Category: News

Title: An Atypical Orientalist?

by Steven Gertz

Nadia Abdulhadi-Sukhtian, wife of CCAS Board Member Ghiath Sukhtian, has carefully translated the work of a German Orientalist, Gustaf Dalman (1855-1941), who defies mainstream notions about Orientalist scholarship.

In the introduction to her two-volume English translation of Dalman’s “Work and Customs in Palestine” published this year by Dar Al Nasher in Ramallah, Palestine, Abdulhadi-Sukhtian writes that while Dalman’s “main aim was to shed light on the biblical and post-biblical past of Palestine” (a typical goal of Orientalists), he also “studied the daily activities and customs of the Arab population of Palestine.” She goes on to observe that not only did he describe in his work Palestinian customs and beliefs but that he also studied “their environment and everything connected to it.” For this purpose, he “combined anthropology, comparative religion, music, and biblical scholarship with geography, geology, botany, astrology, meteorology, and zoology into a ‘Universalwissenschaft’ (universal science).” Dalman’s work is organized around the four seasons, and considers such topics as the popular calendar, weather patterns, kinds of vegetation, agriculture, and religious holidays and feasts in Palestine.

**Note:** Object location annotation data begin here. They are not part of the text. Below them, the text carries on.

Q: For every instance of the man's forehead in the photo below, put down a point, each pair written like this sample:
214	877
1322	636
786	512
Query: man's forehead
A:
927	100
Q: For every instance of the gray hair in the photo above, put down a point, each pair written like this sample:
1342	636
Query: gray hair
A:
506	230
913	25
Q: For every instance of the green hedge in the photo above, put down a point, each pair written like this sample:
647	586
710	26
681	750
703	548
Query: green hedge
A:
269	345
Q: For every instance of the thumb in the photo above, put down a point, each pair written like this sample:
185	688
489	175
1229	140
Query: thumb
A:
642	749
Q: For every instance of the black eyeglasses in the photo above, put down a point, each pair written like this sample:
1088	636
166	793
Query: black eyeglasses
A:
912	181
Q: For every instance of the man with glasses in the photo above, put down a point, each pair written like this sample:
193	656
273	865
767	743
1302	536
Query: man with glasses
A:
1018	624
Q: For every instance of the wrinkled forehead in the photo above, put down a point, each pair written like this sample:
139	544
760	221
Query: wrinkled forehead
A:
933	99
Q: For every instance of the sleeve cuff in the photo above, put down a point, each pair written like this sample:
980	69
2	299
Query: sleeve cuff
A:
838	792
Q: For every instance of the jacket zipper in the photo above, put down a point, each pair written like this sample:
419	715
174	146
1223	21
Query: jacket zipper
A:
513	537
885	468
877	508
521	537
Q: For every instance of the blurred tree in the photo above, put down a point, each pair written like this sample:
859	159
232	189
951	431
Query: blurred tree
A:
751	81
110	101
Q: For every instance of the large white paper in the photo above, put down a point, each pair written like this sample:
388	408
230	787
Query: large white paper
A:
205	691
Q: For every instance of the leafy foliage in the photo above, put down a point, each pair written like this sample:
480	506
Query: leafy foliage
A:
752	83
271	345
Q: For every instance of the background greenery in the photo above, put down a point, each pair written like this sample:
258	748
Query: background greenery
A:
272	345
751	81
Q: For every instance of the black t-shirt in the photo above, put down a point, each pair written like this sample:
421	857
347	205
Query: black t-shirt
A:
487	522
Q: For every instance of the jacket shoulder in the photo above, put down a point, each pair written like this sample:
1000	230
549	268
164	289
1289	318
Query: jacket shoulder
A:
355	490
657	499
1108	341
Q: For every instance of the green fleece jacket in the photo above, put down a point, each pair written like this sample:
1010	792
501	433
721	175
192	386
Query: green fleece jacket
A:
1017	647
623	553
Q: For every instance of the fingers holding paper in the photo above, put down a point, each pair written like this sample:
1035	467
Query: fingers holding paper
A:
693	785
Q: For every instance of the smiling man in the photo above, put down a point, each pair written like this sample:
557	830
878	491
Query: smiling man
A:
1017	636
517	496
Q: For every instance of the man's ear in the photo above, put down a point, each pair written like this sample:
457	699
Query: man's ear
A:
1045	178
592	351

Abdulhadi-Sukhtian discovered this work through the late Dr. Kamel Asali during a lecture he gave at the Goethe Institute in Amman, Jordan. Inspired to translate it for English speakers, Abdulhadi-Sukhtian traveled to the institute that bears Dalman’s name at the University of Greifswald on the coast of northeastern Germany. The Gustaf Dalman Institute, she writes, “includes a museum consisting of various original Palestinian agricultural tools, Palestinian traditional dress, a herbarium with over 2,000 items, musical instruments, coins, weights, stones, wooden branches, and glass and metal objects.” She notes that the institute is in the process of digitizing these items, which can be viewed on the university’s website. She also mentions that the German Protestant Institute of Archeology in Jerusalem and the Environmental Education Center in Beit Jala still house a part of the collections that Dalman did not take back with him to Germany.

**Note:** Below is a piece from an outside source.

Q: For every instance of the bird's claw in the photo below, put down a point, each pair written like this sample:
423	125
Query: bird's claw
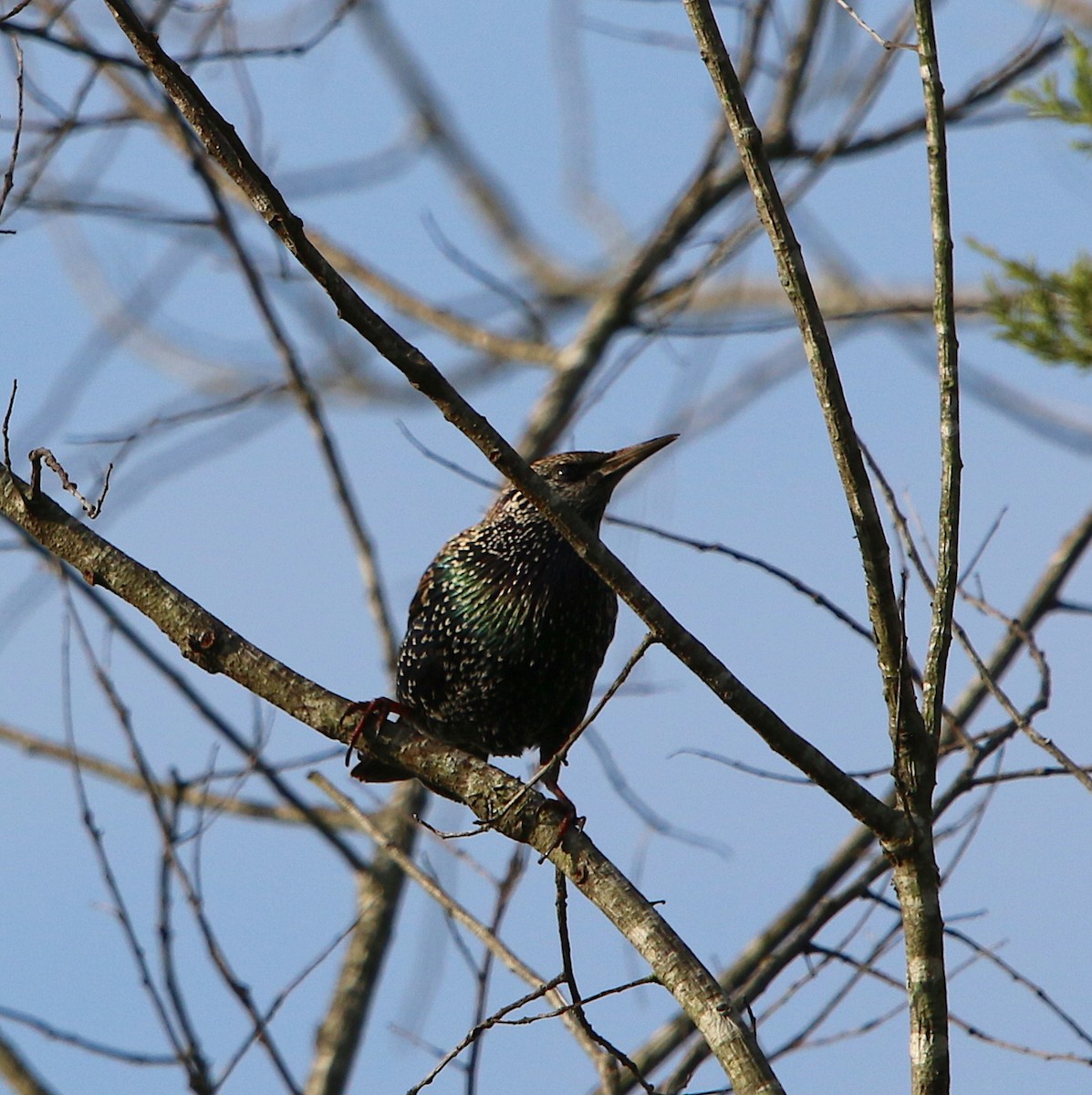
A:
372	712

Abdulhadi-Sukhtian’s portrayal of Dalman seems a far cry from Edward Said’s depiction of the British and French Orientalists who, like Edward Lane, “disengaged” from Arab life in order to scientifically study the Orient. On the contrary, Abdulhadi-Sukhtian portrays the work of a scholar thoroughly engaged with his surroundings. It should be noted that Said reproached himself in the introduction of his Orientalism for not taking proper account of the work of German Orientalists. Abdulhadi-Sukhtian, it would seem, is helping to address that oversight.

Abdulhadi-Sukhtian has done the public a tremendous favor in unearthing a wealth of environmental data about Palestine near the turn of the twentieth century, and making available to the English-speaking world a work that merits further study.

Steven Gertz is the Multimedia and Publications Editor at the Center for Contemporary Arab Studies.